Saturday, September 20, 2008

GREAT FILMS: Within Our Gates (1919)

GREAT FILMS: WITHIN OUR GATES (1919)
Written and Directed by Oscar Micheaux

In the absence of any interesting new releases, I will instead add another piece to my 'Great Films' series.

1919 was a precocious time in cinema. For a decade, filmmakers had realized the art that could be made with this medium, but it wouldn't be for another few decades that film's true golden age would arrive. Films were still silent, and dominated by giants the like of D.W. Griffith and Charlie Chaplin. Amidst it all, a young African American filmmaker named Oscar Micheaux was whittling away on independent features that would go on to have huge audiences, despite little to no distribution. The most cherished and preserved of all the films he made is Within Our Gates.

Thought for decades to have completely disappeared, the original film prints of Within Our Gates were found in remarkable condition in Madrid around the early 1990's.

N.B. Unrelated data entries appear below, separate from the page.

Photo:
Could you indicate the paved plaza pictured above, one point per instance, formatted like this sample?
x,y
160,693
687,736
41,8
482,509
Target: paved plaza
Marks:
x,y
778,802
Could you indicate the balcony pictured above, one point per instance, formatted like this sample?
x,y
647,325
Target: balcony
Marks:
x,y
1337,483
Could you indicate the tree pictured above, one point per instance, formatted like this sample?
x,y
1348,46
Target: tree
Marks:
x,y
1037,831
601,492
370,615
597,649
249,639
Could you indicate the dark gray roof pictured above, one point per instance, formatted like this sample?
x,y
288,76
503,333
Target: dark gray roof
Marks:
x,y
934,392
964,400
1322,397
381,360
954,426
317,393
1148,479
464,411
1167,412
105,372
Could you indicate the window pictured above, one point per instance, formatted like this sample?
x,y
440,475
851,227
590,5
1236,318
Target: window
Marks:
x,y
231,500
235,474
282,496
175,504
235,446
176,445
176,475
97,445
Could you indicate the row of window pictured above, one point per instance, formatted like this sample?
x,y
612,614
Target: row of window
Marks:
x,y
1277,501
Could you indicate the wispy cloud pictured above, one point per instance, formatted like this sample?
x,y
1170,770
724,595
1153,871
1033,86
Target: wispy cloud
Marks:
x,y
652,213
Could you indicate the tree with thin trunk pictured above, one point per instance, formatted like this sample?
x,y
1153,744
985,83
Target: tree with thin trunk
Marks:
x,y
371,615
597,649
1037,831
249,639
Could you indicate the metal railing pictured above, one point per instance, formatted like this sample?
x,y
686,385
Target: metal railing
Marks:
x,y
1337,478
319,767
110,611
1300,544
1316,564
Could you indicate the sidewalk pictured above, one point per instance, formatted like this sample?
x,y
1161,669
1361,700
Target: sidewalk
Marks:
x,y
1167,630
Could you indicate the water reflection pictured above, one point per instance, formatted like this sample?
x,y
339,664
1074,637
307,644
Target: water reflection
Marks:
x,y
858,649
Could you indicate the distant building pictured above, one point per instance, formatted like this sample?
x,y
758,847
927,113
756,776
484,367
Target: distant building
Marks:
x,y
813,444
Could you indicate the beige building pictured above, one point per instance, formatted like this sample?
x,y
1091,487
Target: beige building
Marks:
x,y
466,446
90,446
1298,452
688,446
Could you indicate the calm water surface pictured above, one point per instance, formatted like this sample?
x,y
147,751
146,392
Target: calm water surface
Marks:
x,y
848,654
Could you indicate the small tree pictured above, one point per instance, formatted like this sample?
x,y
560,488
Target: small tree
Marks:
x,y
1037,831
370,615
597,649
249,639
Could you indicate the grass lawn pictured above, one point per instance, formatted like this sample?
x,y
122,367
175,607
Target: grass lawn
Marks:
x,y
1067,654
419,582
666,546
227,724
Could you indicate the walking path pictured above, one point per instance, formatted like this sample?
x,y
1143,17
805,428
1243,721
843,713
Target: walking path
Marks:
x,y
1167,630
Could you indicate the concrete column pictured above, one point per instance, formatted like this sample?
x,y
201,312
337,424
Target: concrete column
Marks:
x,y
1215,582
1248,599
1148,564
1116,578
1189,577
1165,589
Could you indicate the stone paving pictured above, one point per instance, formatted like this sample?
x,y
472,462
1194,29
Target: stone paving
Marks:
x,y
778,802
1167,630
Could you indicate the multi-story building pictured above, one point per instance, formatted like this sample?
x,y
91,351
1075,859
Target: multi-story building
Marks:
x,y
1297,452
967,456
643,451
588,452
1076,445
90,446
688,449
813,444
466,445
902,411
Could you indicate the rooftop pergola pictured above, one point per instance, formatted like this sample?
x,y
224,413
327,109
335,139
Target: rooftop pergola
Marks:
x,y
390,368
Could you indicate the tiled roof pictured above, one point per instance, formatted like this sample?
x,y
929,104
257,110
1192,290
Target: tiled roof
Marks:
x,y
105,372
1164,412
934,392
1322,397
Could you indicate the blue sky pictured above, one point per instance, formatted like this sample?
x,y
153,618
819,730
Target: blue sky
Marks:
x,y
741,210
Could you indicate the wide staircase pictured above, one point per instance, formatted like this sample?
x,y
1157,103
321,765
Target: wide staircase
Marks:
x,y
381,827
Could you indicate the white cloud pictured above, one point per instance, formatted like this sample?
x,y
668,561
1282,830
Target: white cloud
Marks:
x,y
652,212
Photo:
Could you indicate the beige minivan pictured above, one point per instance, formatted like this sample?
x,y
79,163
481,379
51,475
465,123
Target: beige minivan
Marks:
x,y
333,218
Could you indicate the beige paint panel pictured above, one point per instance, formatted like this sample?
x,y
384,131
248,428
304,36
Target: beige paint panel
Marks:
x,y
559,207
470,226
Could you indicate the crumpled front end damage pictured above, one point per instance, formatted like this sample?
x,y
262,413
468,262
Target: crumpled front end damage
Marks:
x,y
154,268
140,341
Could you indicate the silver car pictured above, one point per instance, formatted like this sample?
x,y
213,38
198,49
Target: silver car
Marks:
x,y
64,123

The film has survived through decades of edits and censors (in fact, in the only version we have today, there is a scene still missing, which is explained on an intertitle), and stands today as one of the first American movies to directly deal with the issues that challenged African Americans in the early Twentieth Century.

Starring an all black cast (the fashion those days was to cast whites in blackface), the film's main character is Sylvia. A mulatto, Sylvia (famous performer Evelyn Preer) was raised by her adoptive black parents, and educated thoroughly. As an adult, she lives in the North where she tries to help other negroes get educated as well. She's engaged to the proud Conrad (James Ruffin), and lives with her jealous cousin Alma (Flo Clements). Alma, in love with Conrad, poisons him against Sylvia by showing him Sylvia's encounter with a white man. This encounter is never fully explained till the end of the film, but it sends Conrad into a rage, and he leaves Sylvia.

Another sub-plot within the film deals with Sylvia attempting to raise money to help keep the negroe school she works at open. She asks a kindly older white woman, who plans to give her the money, until a friend of hers try to convince her not to. Planning to donate a thousand dollars, the ignorance and blatant racism of her friend convinces her that she should in fact donate $50,000, to make up for her friend's impertinance. Also, we have the story of Jasper (William Stark), a gambling gangster, who has a romantic interest in Sylvia. When Sylvia falls for Dr. V. Vivian (Charles Lucas), Jasper warns her that he'll expose her past if she doesn't choose to be with him.

Of coarse, a lot of the plot revolves around Sylvia's past and her strange encounters, that are never fully explained until the film's third act. In an act of surprising humanity, Alma takes Dr. Vivian aside, to explain Sylvia's story. Sylvia was raised two sweet parents, but when the father is mistakenly charged with the murder of a white man, both he and Sylvia's mother are arrested and lynched. Sylvia, trying to escape, is encountered by an older white man who intends to rape her. His intentions are ceased when he sees a birthmark over Sylvia's breast. This is the same birthmark that belongs to his daughter, whom he had with a black girl he'd raped. This distinguished white man had provided for Sylvia's education and life.

The film was never widely seen across America, mostly because of its provocative material which was coinciding with the 1919 Race Riots in Chicago. But still, the film had a popular following in the African American community, particularly out West, where many blacks traveled to escape the prejudices of the East. From the beginning, the film faced heavy censorship. Before its premiere, two reels were cut from the film, and both the rape and lynching scenes were both increasingly cut. Even the surviving version we see now is said to be only a partial treatment to Micheaux's original vision.

Many parallels between the attempted rape scene in this film, and the attempted rape scene in D.W. Griffith's immortal epic The Birth of a Nation (1915). That film, probably the most popular film ever made up to that point, had a young white girl being chased by the sexual misgivings of a mongoloid black man until she is forced to throw herself off a cliff, to avoid (as Griffith put it, "a fate worse than death"). Griffith spent a lot of his career trying to apologize for racism of Nation, despite the fact that it was a huge hit. But with Within Our Gates, Micheaux stated that he wanted to make it clear "who raped who".

In the end, their is more to Within Our Gates than challenging the principles of Griffith (just as there is more to Nation than unadulterated prejudice), but its unflinching stance on the state of African Americans in 1919 America makes it a true classic in cinema. It's nearly 70-year hiatus from relevancy has made it forgotten in many minds, but it (along with others of Micheaux's work) has been brought back into the social consciousness. The films final scene, between Dr. Vivien and Sylvia, is probably its most powerful. Vivien, coming back to her despite knowing her tortured past, exclaims to her "You must be proud of your country. We were not immigrants." This blatant patriotism is both powerful and enrapturing, as we see a man who refuses to think of himself as anything other than a human being.